Importa alertar os condutores caninos para a condução à trela, que deve ser suave
e atenta, pois há uma diferença significativa entre a mão que se estende em
ajuda e aquela que estrangula, uma vez que não irão laçar lagartixas ou esganar
jacarés. Não é fácil ensinar linguagem gestual, já que a sua aquisição não é
automática, particularmente quando a maioria das pessoas perdeu há muito a
capacidade de comunicar com os animais.
Mas se
existe alguma transcendência operativa no adestramento, capaz de melhor
aproveitar todo manancial que os cães têm para oferecer, ela resultará
certamente da adaptação individual dos condutores, que desafiados para a
prática da linguagem gestual, conseguirão melhor comunicar com os seus animais.
È importante relembrar que as chaves da conquista amorosa residem nos gestos e nas
atitudes, sendo exemplo disso o ritual de acasalamento entre os cães, havendo
cadelas que detestam de imediato os cães que lhe são apresentados e cães que se
desinteressam das cadelas que lhe são oferecidas para copular, o que vem dar
razão a Josefo, Maimone e Mehrabian, e a nós também! Dificilmente sem a
linguagem gestual será possível encetar manobras de surpresa bem sucedidas,
quando a nossa vida e a do nosso companheiro possam estar em risco.
Foram muitos os binómios que
entre nós se destacaram no exercício da linguagem gestual, por isso só
manifestaremos alguns, pedindo desde já desculpas àqueles que não mencionámos:
A.Crava/Sam, Beatriz/Warrior, G.Gamboa/Cherockee, Isabel/Orca,
J.Gabriel/Master, Joana/Flikke, Jorge/Brownie, Maria D./Afonso, Mónica
Madeira/Tarzan, Paulo/Alfa, Rui/Red e Sofia F./Zazou.
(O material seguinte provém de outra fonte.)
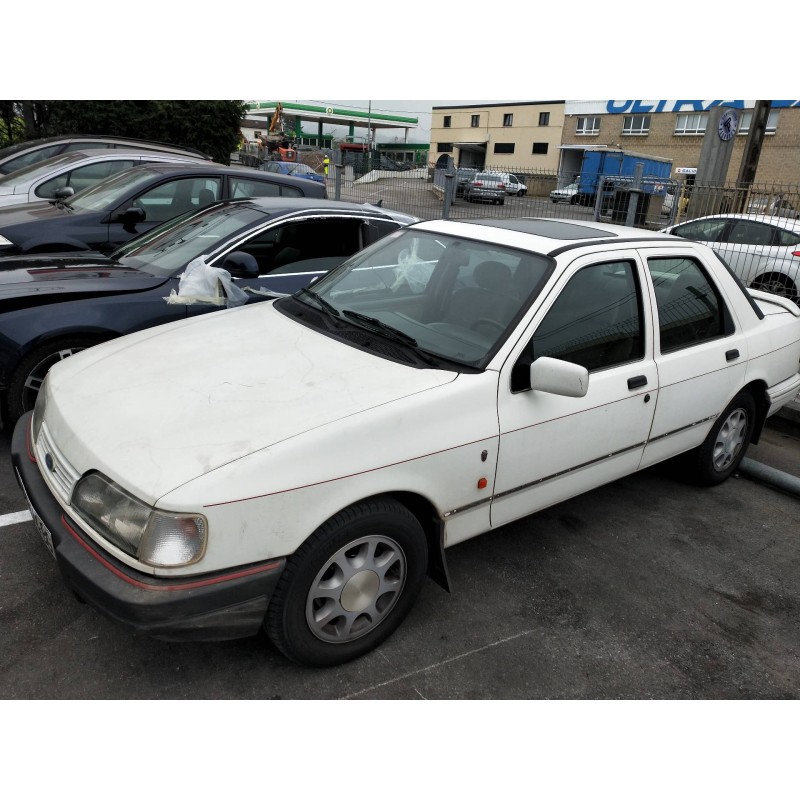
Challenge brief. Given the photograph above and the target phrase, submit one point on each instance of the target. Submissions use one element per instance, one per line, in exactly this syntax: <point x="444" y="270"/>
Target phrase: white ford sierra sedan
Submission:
<point x="303" y="464"/>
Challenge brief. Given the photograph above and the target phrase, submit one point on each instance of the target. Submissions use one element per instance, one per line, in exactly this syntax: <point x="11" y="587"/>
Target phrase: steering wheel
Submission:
<point x="486" y="321"/>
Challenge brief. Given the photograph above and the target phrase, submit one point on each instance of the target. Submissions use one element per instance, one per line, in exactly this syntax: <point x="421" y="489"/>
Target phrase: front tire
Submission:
<point x="726" y="444"/>
<point x="350" y="584"/>
<point x="30" y="372"/>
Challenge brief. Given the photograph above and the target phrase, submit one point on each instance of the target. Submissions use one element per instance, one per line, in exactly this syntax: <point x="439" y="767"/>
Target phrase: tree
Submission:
<point x="212" y="126"/>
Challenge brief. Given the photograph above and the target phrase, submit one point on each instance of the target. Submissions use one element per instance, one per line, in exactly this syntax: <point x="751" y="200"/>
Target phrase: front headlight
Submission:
<point x="158" y="538"/>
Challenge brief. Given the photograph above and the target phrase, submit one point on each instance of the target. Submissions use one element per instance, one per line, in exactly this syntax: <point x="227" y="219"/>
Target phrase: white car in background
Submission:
<point x="62" y="176"/>
<point x="302" y="464"/>
<point x="763" y="251"/>
<point x="567" y="194"/>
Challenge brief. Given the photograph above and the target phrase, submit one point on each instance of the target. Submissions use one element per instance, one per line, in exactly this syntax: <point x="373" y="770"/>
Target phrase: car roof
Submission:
<point x="209" y="168"/>
<point x="285" y="205"/>
<point x="35" y="144"/>
<point x="543" y="235"/>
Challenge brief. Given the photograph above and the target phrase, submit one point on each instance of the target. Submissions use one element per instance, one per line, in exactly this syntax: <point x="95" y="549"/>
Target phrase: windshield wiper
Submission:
<point x="323" y="304"/>
<point x="381" y="327"/>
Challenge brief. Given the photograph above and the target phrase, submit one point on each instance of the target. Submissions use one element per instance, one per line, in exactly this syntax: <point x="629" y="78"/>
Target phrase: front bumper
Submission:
<point x="213" y="606"/>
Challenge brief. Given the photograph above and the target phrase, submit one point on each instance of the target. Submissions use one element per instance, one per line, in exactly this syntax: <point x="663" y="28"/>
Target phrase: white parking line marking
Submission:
<point x="13" y="519"/>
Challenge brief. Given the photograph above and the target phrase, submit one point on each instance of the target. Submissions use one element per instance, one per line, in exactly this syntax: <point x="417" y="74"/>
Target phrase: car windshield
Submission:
<point x="451" y="298"/>
<point x="110" y="191"/>
<point x="168" y="248"/>
<point x="33" y="171"/>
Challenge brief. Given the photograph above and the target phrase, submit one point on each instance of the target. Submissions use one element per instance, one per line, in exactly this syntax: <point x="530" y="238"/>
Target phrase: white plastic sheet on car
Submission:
<point x="202" y="283"/>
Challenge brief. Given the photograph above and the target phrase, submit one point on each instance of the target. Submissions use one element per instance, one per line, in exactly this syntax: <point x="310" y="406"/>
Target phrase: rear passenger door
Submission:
<point x="701" y="356"/>
<point x="553" y="447"/>
<point x="298" y="252"/>
<point x="169" y="199"/>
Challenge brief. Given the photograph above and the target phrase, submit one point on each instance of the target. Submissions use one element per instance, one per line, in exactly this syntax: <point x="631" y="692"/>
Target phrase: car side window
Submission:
<point x="690" y="309"/>
<point x="81" y="177"/>
<point x="596" y="321"/>
<point x="706" y="230"/>
<point x="312" y="246"/>
<point x="788" y="238"/>
<point x="246" y="187"/>
<point x="749" y="232"/>
<point x="169" y="199"/>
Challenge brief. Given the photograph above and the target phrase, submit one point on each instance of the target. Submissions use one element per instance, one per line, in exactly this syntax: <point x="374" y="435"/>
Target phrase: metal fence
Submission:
<point x="651" y="204"/>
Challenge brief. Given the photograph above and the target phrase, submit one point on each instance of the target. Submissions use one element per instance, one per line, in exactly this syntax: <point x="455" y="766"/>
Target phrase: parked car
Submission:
<point x="133" y="202"/>
<point x="298" y="169"/>
<point x="763" y="251"/>
<point x="463" y="177"/>
<point x="23" y="154"/>
<point x="772" y="205"/>
<point x="62" y="176"/>
<point x="302" y="464"/>
<point x="486" y="186"/>
<point x="54" y="305"/>
<point x="567" y="194"/>
<point x="514" y="184"/>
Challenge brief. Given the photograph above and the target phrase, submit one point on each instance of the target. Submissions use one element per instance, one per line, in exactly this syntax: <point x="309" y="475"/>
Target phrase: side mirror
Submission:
<point x="559" y="377"/>
<point x="241" y="264"/>
<point x="131" y="216"/>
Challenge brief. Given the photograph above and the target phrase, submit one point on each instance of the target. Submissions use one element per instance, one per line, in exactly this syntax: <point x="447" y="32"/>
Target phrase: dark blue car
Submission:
<point x="53" y="305"/>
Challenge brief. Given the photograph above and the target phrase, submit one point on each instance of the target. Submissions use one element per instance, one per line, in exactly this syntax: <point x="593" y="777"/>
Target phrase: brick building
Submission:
<point x="537" y="135"/>
<point x="674" y="129"/>
<point x="504" y="136"/>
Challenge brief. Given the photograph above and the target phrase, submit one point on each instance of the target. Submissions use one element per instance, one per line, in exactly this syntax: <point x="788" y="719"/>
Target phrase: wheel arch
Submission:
<point x="432" y="526"/>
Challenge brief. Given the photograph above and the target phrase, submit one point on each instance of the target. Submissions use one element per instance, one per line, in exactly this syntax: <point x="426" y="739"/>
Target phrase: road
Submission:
<point x="645" y="588"/>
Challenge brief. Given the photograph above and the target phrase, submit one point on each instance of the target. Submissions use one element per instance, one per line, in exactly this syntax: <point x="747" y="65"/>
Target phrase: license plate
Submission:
<point x="38" y="522"/>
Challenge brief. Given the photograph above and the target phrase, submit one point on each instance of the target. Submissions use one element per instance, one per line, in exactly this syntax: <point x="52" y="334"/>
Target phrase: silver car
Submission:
<point x="763" y="251"/>
<point x="67" y="174"/>
<point x="486" y="187"/>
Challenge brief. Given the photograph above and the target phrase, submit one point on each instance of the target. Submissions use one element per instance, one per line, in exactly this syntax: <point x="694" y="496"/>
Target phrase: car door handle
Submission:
<point x="639" y="380"/>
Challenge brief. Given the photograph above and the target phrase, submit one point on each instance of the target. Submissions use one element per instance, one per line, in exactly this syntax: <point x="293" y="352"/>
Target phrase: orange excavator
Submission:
<point x="276" y="143"/>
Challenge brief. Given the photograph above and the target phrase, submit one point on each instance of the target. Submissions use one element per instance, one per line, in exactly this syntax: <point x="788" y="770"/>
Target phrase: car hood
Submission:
<point x="84" y="274"/>
<point x="156" y="409"/>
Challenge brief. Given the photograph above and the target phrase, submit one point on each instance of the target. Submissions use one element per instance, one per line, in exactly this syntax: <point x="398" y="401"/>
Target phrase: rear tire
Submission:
<point x="349" y="585"/>
<point x="726" y="444"/>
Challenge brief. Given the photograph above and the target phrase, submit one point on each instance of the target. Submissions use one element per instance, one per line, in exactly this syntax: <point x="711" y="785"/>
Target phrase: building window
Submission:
<point x="746" y="119"/>
<point x="690" y="124"/>
<point x="636" y="125"/>
<point x="588" y="126"/>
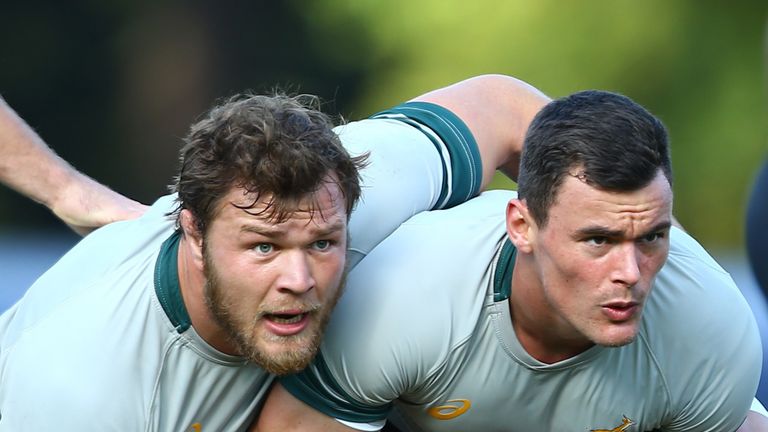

Estes binómios como
tantos outros provaram que é possível ensinar um cão em silêncio e
desenvolver-lhe aptidões, assim como já havia acontecido entre o Brigadeiro
Maimone e o Dox. Muitos deles realizaram façanhas que dificilmente veremos
repetidas, factos que nos levam para diante e que dificilmente esqueceremos,
agradecendo-lhes desde já a jornada que trilharam connosco. Regressando ao Dox,
queremos divulgar uma foto de dum exercício deveras difícil que se tornou fácil
para ele e que publicamos a seguir, para matar saudades e para homenagear este
excelente cão.
Quantos Dox’s ainda veremos?
Dificilmente voltaremos a ver mais algum, como não veremos outros iguais aos
nossos: “ Afonso”, “Bibos”, “Brutus”, “Faruk”, “Francês”, “Juby”, “Ken”,
“Roger” e “Warrior”, amigos fiéis que suavizaram as nossas vidas e que nos
dedicaram as suas, companheiros incondicionais que nos fizeram crescer e de
quem sentimos falta. Que pena não se poder ter um cão para toda a vida!